Moreover, we validate OpenFE on the [IEEE-CIS Fraud Detection](https://www.kaggle.com/competitions/ieee-fraud-detection)
Kaggle competition, and show that a simple XGBoost model with features generated by OpenFE 
beats 99.3% of 6351 data science teams. The features generated by OpenFE results in larger performance
improvement than those provided by the first-place team in the competition.

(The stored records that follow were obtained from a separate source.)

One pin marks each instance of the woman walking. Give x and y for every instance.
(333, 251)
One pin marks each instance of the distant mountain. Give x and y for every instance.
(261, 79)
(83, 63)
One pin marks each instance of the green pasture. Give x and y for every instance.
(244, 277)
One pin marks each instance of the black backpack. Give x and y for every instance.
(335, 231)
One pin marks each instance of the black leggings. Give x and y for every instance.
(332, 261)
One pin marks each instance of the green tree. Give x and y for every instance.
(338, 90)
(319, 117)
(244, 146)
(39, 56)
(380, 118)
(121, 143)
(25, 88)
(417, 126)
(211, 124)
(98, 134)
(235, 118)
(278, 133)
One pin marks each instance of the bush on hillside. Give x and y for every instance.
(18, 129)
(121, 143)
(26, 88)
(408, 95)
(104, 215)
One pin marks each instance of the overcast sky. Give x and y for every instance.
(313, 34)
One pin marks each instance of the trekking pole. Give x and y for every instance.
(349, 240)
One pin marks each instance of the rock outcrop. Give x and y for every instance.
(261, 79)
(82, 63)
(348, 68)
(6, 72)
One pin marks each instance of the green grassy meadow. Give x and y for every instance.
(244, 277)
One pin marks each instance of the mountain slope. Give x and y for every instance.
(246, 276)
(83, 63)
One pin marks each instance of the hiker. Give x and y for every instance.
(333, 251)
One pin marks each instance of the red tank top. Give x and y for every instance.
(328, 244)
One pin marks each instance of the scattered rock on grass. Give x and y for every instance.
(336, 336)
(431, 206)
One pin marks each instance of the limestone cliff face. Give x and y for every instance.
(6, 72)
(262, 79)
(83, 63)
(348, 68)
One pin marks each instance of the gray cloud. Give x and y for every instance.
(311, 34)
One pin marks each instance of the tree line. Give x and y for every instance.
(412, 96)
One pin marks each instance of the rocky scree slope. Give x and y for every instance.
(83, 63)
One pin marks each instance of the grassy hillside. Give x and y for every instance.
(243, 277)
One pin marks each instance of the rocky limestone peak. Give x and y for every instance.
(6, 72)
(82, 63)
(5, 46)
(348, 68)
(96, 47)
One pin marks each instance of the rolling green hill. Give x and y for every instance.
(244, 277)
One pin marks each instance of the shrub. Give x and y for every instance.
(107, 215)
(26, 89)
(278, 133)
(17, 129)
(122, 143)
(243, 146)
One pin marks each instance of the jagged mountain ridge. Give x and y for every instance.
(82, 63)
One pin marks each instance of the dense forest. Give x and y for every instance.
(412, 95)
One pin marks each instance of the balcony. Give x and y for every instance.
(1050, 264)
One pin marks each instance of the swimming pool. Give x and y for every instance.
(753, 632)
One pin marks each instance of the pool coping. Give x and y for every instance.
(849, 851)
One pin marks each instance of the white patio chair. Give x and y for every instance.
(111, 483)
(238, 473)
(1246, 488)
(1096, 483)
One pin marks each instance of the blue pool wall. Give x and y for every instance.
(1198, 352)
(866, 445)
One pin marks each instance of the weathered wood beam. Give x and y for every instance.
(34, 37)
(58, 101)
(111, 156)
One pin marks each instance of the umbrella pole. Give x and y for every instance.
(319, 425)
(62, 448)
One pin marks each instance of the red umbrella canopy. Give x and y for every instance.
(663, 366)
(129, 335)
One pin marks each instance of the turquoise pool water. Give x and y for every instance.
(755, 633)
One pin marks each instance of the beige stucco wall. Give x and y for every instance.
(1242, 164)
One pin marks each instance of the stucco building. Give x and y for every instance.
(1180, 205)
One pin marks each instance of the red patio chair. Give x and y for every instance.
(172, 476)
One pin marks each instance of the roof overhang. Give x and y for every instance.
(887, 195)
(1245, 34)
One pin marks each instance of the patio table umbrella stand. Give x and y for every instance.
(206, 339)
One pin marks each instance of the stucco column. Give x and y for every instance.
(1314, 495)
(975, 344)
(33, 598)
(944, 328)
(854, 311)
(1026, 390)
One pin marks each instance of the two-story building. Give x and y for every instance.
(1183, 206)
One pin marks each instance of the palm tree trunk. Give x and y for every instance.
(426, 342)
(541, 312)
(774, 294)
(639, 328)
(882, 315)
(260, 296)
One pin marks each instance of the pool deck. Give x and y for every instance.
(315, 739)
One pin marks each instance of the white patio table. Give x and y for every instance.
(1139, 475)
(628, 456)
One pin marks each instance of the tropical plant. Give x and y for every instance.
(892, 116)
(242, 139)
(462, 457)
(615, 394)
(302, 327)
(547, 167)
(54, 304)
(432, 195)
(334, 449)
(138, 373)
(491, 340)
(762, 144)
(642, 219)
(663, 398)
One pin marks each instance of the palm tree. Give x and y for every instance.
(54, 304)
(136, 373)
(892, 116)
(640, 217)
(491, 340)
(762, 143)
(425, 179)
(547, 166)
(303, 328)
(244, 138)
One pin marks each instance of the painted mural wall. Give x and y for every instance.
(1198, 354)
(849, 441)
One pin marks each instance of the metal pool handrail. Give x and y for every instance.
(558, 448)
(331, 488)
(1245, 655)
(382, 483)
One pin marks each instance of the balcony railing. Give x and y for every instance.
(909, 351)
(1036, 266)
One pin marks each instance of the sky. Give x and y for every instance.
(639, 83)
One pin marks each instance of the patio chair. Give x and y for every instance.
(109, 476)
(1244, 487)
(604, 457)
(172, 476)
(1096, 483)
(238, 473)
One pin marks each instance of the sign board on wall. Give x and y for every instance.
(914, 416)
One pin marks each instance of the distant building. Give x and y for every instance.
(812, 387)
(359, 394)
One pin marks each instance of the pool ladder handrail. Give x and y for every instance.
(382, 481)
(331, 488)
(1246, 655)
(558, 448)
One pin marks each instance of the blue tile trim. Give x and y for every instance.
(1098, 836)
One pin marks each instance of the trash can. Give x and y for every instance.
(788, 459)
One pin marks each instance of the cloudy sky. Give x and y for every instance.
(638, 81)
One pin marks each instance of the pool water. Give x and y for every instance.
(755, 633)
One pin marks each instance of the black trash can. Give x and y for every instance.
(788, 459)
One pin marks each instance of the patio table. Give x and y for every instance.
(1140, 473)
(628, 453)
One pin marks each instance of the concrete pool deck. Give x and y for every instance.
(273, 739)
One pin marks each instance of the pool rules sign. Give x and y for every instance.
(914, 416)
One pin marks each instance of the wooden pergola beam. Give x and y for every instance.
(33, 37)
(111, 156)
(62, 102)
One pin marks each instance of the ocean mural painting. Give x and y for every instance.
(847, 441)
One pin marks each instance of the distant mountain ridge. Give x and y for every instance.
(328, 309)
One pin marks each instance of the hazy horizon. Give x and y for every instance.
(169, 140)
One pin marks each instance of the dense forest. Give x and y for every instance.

Get Started and Documentation
-----------------------------

**Installation**

It is recommended to use **pip** for installation.

```
pip install openfe
```

Please do not use **conda install openfe** for installation.
It will install another python package different from ours.

**A Quick Example**

It only takes four lines of codes to generate features by OpenFE. First, we generate features by OpenFE.
Next, we augment the train and test data by the generated features.

```
from openfe import openfe, transform

ofe = openfe()
features = ofe.fit(data=train_x, label=train_y, n_jobs=n_jobs)  # generate new features
train_x, test_x = transform(train_x, test_x, features, n_jobs=n_jobs) # transform the train and test data according to generated features.
```

We provide an example using the standard california_housing dataset in 
[this link](<https://github.com/ZhangTP1996/OpenFE/blob/master/examples/california_housing.py>). 
A more complicated example demonstrating OpenFE can outperform machine learning experts in the IEEE-CIS Fraud Detection 
Kaggle competition is provided in [this link](<https://github.com/ZhangTP1996/OpenFE/blob/master/examples/IEEE-CIS-Fraud-Detection/main.py>).
Users can also refer to our [documentation] for more advanced usage of OpenFE and FAQ about feature generation.